Celebrating the cultural, economic, social and political achievements of women, International Women’s Day, held annually on March 8, is an opportunity to reflect on the struggle for gender equality, reproductive rights and an end to gender-based violence.
With its roots in the fight for women’s suffrage and female workers’ rights, the first International Women’s Day was observed on March 19, 1911, in commemoration of the revolution of 1848 and the Commune de Paris, with over a million women in Europe and the United States participating in marches and meetings, demanding the right to vote, to hold public office and to work and an end to discrimination on the job. More than a century later, IWD is celebrated around
the world but the struggle for equal rights continues. While the feminist movement has made huge strides for women to have the right to live free from violence and discrimination, enjoy the highest attainable standard of physical and mental health, be educated, own property, vote, and earn an equal wage, just 12 countries have legal gender parity. Women struggle daily to balance multiple roles at home and at work and do so in the face of ongoing discrimination. Women are still paid less than their male counterparts, and they are still underrepresented in government, senior management, STEM fields, and the news media.

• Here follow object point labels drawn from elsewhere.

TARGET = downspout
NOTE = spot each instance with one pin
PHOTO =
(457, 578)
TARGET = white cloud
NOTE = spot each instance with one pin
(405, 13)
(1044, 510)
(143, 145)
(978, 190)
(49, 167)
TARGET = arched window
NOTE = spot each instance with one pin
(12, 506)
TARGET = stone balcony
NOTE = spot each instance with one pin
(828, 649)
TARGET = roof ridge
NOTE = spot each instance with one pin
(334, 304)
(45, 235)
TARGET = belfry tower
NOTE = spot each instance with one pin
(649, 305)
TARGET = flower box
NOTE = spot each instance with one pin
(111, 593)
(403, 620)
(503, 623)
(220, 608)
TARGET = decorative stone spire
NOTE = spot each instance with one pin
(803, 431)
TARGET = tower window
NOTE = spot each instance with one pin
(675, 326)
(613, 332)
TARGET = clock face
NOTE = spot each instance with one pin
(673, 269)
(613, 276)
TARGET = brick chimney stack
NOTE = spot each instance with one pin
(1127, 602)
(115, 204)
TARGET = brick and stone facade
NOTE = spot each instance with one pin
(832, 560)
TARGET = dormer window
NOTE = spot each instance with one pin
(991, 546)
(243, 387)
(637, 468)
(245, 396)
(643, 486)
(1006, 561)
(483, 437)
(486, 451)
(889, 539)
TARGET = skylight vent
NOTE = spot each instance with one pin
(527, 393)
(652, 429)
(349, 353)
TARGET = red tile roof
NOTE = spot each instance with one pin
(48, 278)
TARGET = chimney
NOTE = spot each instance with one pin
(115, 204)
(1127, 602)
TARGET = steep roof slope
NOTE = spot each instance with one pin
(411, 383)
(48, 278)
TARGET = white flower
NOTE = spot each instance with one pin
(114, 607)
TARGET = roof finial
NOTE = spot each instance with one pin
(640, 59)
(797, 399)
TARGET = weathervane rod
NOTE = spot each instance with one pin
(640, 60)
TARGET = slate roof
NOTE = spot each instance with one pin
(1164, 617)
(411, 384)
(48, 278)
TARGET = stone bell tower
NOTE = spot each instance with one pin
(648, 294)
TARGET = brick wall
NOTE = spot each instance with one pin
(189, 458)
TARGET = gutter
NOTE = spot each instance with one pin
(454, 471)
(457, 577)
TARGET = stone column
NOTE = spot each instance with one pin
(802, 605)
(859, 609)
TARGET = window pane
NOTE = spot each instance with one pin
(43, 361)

Meanwhile, gender-based verbal and physical violence and femicide are on the rise globally, child brides are still wed to grown men in several countries, and we are even seeing regression in fundamental rights, notably reproductive rights and access to abortion, in many US states. If we are serious about equal rights, we must go beyond merely legislating and look long and hard at our own role in this and at our willingness and commitment to turn equality laws into reality. As President of the Hellenic Republic Katerina Sakellaropoulou noted in her IWD speech to Parliament, “If Women’s Day is to be more than an excuse for celebrations and empty words, we must all, regardless of gender, rally to the struggles fought today across multiple fronts — fronts that remain open, whether in the fight for life or in the fight for equal rights.”